LAWS(PVC)-1932-12-129

V M ABDUL RAHMAN Vs. D K CASSIM AND SONS

Decided On December 19, 1932
V M ABDUL RAHMAN Appellant
V/S
D K CASSIM AND SONS Respondents

JUDGEMENT

(1.) The suit out of which this appeal arises was instituted in the name of respondent 1 firm (hereinafter referred to as respondent 1) on the original side of the Rangoon High Court, alleging, in effect, a conspiracy between the two named defendants to ruin the business of respondents 1, and claiming Rs.5,00,000 by way of damages. The first of the two defendants was the appellant, V. M. Abdul Rahman, now deceased, and represented by his heirs. The other was respondent 2, who does not appear before the Board. After the hearing of the suit had commenced in the trial Court respondents 1 wereapparently upon their own application adjudicated insolvents. On this being brought to the notice of the Judge, he on 13 February 1929 adjourned the trial, and gave a month's time to the Official Assignee to consider whether he would proceed with the suit on behalf of the creditors. On 11 March 1929 the Judge being then engaged in the Criminal Sessions, the matter seems to have come before the Deputy Registrar, who enlarged the time till 2nd April. On this date the Deputy Registrar gave a further extension to 24 April and directed that the Official Assignee should "be brought on the record as plaintiff in the place of the insolvent plaintiffs,"and the heading of the plaint was amended accordingly by the Assistant Registrar.

(2.) On 24 April the matter was again mentioned to the Deputy Registrar, when counsel for the Official Assignee stated that "he had asked the insolvents to furnish him with security, but they had failed to do so."Whereupon counsel for the appellant asked that the matter be placed before the Judge for the dismissal of the suit."This was done, and on 29 April the suit was, by a decree of that date, dismissed. The decree was headed as in a suit between, the Official Assignee, as assignee of the estate of respondents 1, and the defendants, but despite this fact and the amendment of the plaint "above referred to respondents 1 seem to have been treated as still parties to the proceedings, the Official Assignee disappearing from the stage altogether. They were given leave to appeal against the decree as paupers : their appeal was heard; the decree was set aside, and the suit was remanded to the original Court for trial on the merits. Against this order the present appeal has been brought to His Majesty in Council, upon a certificate of the High Court that the case fulfils the requirements of S. 110, Civil PC 1908. Before their Lordships a preliminary objection has been taken by respondent 1's counsel that the appeal is incompetent and that the certificate was wrongly granted. The ground of the objection is that the order of the appellate Court was neither a decree nor a 'final order' within S. 109 (a) and therefore not appealable under S. 110.

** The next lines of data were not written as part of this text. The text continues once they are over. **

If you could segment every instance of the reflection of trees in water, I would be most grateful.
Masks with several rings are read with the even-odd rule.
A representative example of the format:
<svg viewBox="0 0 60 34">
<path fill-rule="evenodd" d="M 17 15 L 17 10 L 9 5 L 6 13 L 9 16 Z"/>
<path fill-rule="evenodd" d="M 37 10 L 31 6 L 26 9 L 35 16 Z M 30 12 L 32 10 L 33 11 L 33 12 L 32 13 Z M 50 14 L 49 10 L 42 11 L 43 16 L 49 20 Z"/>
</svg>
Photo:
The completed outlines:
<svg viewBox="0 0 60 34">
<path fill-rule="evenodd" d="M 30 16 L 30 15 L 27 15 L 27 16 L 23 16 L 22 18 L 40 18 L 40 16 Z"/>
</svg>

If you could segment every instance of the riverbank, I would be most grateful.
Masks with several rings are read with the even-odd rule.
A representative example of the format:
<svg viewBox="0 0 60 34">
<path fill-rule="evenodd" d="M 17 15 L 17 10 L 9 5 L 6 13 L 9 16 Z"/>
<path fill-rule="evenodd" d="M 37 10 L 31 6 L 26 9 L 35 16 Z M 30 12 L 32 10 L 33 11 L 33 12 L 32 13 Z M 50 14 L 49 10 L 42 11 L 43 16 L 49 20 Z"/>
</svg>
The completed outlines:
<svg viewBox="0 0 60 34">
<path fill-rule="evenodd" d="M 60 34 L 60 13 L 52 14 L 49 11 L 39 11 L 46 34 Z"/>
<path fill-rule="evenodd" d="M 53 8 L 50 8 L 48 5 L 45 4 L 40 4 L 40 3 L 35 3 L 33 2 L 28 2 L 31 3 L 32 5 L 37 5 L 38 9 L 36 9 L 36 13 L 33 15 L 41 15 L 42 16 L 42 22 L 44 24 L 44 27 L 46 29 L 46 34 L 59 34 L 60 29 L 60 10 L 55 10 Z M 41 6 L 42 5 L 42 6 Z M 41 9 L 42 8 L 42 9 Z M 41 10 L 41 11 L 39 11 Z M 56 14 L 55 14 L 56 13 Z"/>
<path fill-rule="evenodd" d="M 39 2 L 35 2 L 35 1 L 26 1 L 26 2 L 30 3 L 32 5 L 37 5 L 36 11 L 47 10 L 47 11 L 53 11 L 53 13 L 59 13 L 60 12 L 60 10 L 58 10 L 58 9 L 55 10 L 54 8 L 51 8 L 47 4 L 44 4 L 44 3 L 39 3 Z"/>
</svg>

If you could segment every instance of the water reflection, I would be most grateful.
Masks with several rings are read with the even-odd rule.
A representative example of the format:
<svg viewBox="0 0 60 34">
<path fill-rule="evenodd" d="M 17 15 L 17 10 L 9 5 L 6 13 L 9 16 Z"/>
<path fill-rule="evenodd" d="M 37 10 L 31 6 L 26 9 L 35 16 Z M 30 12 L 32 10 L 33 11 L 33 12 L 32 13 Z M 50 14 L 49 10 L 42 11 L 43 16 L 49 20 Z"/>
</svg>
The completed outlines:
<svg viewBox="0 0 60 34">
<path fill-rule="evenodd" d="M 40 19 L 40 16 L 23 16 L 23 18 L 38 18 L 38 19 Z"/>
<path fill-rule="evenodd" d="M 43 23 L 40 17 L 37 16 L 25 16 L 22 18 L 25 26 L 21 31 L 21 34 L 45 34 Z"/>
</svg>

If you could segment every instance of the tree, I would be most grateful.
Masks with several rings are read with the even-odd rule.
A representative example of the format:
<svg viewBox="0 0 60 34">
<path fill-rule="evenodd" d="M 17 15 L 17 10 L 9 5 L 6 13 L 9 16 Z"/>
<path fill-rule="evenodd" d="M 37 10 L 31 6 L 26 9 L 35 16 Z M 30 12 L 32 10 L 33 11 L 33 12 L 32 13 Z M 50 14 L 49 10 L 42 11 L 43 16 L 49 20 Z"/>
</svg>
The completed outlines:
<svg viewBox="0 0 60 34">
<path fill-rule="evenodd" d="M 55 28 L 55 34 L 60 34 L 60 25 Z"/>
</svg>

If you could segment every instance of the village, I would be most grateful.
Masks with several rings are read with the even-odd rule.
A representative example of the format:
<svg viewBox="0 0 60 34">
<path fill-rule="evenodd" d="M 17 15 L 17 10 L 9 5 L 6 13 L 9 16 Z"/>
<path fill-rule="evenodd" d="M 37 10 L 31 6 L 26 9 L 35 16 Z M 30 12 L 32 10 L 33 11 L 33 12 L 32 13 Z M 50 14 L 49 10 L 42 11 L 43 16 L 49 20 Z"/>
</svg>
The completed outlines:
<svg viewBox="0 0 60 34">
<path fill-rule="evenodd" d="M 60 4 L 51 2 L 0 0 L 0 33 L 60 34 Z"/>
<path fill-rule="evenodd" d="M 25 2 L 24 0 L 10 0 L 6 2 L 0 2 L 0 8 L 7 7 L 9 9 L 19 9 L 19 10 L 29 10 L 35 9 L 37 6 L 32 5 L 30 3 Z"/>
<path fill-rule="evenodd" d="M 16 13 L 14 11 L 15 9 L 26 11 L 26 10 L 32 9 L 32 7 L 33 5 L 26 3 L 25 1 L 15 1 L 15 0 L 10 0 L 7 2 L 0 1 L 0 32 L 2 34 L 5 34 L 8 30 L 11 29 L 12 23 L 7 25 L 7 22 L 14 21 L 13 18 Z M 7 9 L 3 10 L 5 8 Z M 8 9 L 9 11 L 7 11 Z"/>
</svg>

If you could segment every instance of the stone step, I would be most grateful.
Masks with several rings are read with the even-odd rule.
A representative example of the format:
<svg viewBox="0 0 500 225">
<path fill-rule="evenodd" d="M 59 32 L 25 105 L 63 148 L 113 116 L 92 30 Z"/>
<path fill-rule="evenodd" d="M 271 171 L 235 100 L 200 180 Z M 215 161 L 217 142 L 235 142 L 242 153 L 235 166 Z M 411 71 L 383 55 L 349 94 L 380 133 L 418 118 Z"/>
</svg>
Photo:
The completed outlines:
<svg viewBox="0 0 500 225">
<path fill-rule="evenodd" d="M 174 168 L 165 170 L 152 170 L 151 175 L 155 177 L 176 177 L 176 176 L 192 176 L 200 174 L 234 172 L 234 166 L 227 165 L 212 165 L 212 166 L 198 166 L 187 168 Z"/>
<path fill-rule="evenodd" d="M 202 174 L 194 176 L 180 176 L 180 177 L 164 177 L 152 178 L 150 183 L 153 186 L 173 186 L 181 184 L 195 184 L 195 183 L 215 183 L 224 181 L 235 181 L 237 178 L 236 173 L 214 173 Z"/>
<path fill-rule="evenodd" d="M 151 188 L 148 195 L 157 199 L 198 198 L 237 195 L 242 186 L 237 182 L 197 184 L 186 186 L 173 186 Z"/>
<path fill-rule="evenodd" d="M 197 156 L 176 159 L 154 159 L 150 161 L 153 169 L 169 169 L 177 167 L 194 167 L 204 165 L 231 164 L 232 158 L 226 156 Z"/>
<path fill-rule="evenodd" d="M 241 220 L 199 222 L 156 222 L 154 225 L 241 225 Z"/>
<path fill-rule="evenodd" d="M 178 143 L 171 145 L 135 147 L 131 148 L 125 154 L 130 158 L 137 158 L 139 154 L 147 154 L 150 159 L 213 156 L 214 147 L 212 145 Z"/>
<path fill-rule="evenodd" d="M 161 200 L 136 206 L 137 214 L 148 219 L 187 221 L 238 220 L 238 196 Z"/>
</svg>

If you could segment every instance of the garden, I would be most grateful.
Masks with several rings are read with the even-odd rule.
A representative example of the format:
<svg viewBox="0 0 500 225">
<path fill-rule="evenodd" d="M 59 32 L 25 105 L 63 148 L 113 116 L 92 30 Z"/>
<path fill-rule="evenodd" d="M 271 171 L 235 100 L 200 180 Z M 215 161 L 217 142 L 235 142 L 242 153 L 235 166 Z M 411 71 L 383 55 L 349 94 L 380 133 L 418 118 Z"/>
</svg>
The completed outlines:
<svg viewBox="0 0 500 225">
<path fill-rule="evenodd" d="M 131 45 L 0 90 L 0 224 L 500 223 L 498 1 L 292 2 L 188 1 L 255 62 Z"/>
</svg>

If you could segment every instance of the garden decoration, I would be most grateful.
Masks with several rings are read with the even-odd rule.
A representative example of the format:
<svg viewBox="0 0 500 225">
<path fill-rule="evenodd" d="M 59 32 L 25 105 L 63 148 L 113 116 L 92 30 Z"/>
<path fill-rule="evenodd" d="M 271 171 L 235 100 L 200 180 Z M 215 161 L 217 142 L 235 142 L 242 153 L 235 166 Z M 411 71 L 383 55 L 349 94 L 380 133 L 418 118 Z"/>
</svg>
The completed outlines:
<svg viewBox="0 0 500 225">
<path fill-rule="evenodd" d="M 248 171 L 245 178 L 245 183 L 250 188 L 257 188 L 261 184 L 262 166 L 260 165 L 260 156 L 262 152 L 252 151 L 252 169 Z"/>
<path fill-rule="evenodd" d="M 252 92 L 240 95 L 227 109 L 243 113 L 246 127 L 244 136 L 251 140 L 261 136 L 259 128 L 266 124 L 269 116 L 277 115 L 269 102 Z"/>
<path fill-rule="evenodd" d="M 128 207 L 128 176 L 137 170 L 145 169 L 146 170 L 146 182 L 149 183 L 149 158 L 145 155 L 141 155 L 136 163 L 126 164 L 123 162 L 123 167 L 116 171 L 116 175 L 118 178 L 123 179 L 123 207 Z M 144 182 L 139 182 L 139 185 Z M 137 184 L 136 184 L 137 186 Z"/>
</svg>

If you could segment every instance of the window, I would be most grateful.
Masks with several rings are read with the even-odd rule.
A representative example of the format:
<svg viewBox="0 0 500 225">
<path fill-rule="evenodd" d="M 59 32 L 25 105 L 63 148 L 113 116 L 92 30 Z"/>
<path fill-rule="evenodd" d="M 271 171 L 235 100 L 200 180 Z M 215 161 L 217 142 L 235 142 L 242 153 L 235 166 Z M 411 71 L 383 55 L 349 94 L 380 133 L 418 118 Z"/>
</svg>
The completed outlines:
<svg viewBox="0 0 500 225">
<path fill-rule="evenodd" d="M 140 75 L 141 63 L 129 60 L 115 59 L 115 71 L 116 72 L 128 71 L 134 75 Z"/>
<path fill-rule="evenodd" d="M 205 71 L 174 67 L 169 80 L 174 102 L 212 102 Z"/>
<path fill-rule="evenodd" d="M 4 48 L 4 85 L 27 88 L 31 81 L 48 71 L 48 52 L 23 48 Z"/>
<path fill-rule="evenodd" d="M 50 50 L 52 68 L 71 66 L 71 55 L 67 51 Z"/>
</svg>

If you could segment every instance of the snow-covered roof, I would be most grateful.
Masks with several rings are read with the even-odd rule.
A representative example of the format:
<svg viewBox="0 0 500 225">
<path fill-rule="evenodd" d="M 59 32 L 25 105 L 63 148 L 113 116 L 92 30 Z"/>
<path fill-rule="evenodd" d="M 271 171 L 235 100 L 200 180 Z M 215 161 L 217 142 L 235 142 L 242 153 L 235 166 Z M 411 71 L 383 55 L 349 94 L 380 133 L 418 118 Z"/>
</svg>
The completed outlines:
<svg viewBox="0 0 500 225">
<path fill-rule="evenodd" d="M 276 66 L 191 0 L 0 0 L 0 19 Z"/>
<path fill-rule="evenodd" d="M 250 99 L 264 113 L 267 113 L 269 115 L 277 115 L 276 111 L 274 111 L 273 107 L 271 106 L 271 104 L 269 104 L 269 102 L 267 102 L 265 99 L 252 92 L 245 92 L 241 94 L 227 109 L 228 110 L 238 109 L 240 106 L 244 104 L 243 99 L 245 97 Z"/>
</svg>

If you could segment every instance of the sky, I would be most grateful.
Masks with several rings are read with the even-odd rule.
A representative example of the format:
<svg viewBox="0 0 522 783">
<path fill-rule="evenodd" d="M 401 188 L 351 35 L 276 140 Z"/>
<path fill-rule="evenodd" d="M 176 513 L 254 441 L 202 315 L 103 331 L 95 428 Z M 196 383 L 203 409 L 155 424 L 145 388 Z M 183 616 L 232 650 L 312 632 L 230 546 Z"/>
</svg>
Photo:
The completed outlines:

(3.) The grounds of respondent 1 's appeal in India, were, in effect, that their claim for damages was not property which vested under the Insolvency Act in the Official Assignee, that they were therefore entitled to continue the suit in their own names without his intervention; and that it had been wrongly dismissed. It will be seen that this was in reality an objection that the Official Assignee ought not to have been brought on the record in their place, but there is nothing to show that any such contention was raised on their behalf before the dismissal of the suit. Indeed the point seems to have been first suggested on behalf of a creditor, who was in fact the father-in-law of one of the insolvents, when the trial Judge was actually delivering his judgment. It does not appear however to have been objected before the appellate Court that the question was not open to respondents 1, or that they had ceased to be parties to the suit before the decree of the trial Judge was made, and their Lordships are not prepared now to take any account of the very apparent irregularities in the trial Court.